Just before 7 p.m. Friday Barry Phillips, who worked as a volunteer on Van Meerbergen's campaign, issued a statement that said he commissioned Blackridge to create a webstie that addressed what he saw as ambiguities in Ridley's voting record on Bus Rapid Transit.
You can read Phillips's statement below:
"I wanted her voting record on BRT to be public knowledge," the statement says.
But it goes on to say that Blackridge went beyond his wishes to keep its focus to Ridley's voting record on BRT. The website eventually created accused Ridley, the incumbent and Van Meerbergen's main opponent for the Ward 10 seat, of child abuse for bringing her child to a budget meeting.
"The website was not what we agreed upon," Phillips says in his statement.
Phillips also said he paid for the website without Van Meerbergen knowing about it.
"Paul Van Meerbergen had no knowledge of the creation of this website."
"I commissioned Blackridge Strategy on my own," the statement says. "This was done completely outside of the Paul Van Meerbergen campaign."
The statement also says he has since met with Ridley and discussed the website with her.
CBC News reached out repeatedly to Van Meerbergen and Phillips on Friday, but neither have returned calls.
Van Meerbergen denies knowing anything about the creation of the virginiaridley.ca website, but said in a CTV interview that Blackridge offered attack ads similar to those that happen in provincial elections, and American-style negative campaigning, which Van Meerbergen said he declined.
But in an earlier interview with CBC News, Van Meerbergen made no mention of Blackridge offering any negative campaigns. In fact, asked by CBC News what he was offered, Van Meerbergen said the company created his website, managed his online presence, his Facebook page and did some "voice-mail drops."
CBC News has reached out to Blackridge co-owners Jake Skinner and Amir Farahi and has not heard back.
Kelly Phillips, who is Barry Phillips's wife and who donated $900 to Van Meerbergen's re-election campaign, refused to answer questions about the website on Friday.
"I donated money to the campaign of someone that I thought was of value, it's just like any other person's campaign contribution," she said before hanging up.

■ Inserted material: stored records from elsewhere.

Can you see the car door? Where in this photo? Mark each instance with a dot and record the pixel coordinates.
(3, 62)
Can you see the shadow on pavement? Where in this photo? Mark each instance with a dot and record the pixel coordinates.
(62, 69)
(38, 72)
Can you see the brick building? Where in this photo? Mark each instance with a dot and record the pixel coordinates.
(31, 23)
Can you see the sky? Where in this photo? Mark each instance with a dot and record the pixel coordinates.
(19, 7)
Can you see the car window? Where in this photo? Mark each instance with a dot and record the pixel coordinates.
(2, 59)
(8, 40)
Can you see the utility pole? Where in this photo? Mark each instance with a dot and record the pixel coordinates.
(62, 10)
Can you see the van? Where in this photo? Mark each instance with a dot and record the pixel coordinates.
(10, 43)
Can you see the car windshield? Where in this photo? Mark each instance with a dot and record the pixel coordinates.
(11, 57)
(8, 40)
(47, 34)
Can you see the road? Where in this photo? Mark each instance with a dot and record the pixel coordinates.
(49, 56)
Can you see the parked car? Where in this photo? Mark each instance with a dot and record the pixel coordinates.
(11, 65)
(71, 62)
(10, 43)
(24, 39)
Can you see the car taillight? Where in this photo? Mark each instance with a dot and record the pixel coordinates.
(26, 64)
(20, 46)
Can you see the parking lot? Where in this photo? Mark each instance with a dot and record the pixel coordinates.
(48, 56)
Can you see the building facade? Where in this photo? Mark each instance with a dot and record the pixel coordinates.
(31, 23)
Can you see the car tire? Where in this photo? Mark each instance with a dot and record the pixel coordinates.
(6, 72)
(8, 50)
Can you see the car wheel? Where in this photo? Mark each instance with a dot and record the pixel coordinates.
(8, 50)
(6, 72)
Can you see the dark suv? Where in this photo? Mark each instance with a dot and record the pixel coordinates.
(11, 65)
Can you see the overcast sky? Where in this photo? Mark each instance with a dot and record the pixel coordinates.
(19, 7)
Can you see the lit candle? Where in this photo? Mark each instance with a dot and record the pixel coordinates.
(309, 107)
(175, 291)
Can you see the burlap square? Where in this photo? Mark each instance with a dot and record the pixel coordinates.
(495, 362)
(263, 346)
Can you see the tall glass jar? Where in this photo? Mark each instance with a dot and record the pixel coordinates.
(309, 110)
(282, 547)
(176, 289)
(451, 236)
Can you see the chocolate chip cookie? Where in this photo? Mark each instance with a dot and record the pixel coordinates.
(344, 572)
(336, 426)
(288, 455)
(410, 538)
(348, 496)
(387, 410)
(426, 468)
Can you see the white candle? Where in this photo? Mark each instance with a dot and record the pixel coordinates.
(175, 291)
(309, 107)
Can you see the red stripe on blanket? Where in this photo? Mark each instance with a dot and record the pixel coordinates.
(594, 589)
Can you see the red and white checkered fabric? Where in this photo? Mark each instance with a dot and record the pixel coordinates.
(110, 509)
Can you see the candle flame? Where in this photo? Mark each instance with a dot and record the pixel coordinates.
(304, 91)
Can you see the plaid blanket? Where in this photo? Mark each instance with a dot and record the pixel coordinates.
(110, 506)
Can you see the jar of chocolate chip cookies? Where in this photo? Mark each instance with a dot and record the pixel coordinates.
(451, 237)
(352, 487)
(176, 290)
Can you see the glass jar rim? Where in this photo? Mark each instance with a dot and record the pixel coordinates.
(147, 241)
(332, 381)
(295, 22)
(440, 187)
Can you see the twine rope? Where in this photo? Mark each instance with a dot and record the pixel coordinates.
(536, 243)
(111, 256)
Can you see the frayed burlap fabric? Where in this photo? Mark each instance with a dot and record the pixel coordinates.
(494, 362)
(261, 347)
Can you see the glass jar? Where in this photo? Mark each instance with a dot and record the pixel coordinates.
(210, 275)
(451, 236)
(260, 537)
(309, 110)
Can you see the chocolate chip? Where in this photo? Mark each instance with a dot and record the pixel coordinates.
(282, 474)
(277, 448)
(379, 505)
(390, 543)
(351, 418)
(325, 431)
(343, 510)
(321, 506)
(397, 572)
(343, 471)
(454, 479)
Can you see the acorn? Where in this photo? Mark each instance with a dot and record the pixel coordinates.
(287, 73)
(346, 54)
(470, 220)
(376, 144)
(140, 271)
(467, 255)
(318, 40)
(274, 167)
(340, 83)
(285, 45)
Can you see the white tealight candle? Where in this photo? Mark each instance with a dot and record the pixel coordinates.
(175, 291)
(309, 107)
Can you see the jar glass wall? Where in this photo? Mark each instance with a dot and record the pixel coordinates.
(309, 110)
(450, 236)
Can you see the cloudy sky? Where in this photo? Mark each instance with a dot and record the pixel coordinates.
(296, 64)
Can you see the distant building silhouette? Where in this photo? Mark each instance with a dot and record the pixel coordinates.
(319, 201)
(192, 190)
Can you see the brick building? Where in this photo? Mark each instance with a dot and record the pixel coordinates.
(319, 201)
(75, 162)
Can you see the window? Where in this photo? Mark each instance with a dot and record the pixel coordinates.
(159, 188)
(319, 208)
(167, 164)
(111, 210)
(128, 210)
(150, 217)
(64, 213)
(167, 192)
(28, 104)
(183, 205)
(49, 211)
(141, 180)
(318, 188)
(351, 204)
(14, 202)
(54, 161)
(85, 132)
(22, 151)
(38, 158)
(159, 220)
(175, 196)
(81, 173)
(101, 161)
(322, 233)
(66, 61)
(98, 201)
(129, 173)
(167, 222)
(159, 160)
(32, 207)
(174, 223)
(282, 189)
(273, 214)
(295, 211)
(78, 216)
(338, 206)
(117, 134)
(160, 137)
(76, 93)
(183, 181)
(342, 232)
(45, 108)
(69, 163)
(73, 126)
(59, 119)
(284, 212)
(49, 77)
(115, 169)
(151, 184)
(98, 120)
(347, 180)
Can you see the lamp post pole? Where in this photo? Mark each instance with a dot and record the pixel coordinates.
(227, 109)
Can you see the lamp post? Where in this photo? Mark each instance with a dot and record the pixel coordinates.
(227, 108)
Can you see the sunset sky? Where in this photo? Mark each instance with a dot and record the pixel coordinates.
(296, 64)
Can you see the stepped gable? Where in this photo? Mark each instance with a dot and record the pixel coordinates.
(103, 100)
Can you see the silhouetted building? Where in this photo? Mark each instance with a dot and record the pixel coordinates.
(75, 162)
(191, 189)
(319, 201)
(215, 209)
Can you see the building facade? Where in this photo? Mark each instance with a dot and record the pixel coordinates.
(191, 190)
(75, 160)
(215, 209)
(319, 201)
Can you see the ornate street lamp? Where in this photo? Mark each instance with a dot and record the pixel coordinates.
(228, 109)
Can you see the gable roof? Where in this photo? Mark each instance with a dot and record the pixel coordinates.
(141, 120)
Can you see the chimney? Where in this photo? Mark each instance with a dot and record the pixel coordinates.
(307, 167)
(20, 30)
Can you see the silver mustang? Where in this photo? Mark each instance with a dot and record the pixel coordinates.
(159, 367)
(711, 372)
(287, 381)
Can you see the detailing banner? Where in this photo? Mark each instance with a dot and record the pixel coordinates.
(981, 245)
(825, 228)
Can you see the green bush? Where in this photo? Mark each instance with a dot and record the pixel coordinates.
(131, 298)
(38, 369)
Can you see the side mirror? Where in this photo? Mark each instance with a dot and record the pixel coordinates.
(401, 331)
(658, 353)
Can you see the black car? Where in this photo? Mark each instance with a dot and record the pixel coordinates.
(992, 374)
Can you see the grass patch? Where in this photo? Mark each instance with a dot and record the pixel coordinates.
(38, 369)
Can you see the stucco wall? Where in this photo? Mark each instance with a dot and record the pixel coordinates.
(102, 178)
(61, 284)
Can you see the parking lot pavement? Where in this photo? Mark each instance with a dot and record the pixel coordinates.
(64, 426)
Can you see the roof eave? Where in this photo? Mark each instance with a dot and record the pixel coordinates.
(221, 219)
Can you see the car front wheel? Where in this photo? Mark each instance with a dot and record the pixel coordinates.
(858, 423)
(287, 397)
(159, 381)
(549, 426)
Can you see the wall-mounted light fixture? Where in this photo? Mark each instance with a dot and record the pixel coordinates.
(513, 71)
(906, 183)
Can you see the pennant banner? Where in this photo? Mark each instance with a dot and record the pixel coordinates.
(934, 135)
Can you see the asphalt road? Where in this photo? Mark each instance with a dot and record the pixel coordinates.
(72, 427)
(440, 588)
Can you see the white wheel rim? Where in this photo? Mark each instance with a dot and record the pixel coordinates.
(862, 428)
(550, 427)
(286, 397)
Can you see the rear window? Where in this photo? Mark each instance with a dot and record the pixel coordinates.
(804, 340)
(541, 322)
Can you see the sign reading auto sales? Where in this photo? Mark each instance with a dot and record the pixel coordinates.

On May 30, a lawyer working for Ridley and Maureen Cassidy — who was targeted by a similar website but was re-elected — forced the disclosure of documents connected with the registration of the websites.
Although he'd denied he was involved, the documents showed Amir Farahi's cellphone number and credit card were used to register the sites.
Since that disclosure, a controversy involving Blackridge has enveloped city hall.
Blackridge did campaign work for a handful of candidates, including Mayor Ed Holder. Since the scandal broke, most candidates who used the company have said they won't again.
Rules under the Municipal Elections Act require anyone who is not a candidate who creates an advertisement that argues for or against a candidate must register as a third party.
Neither Blackridge or its owners registered with the city clerk's office.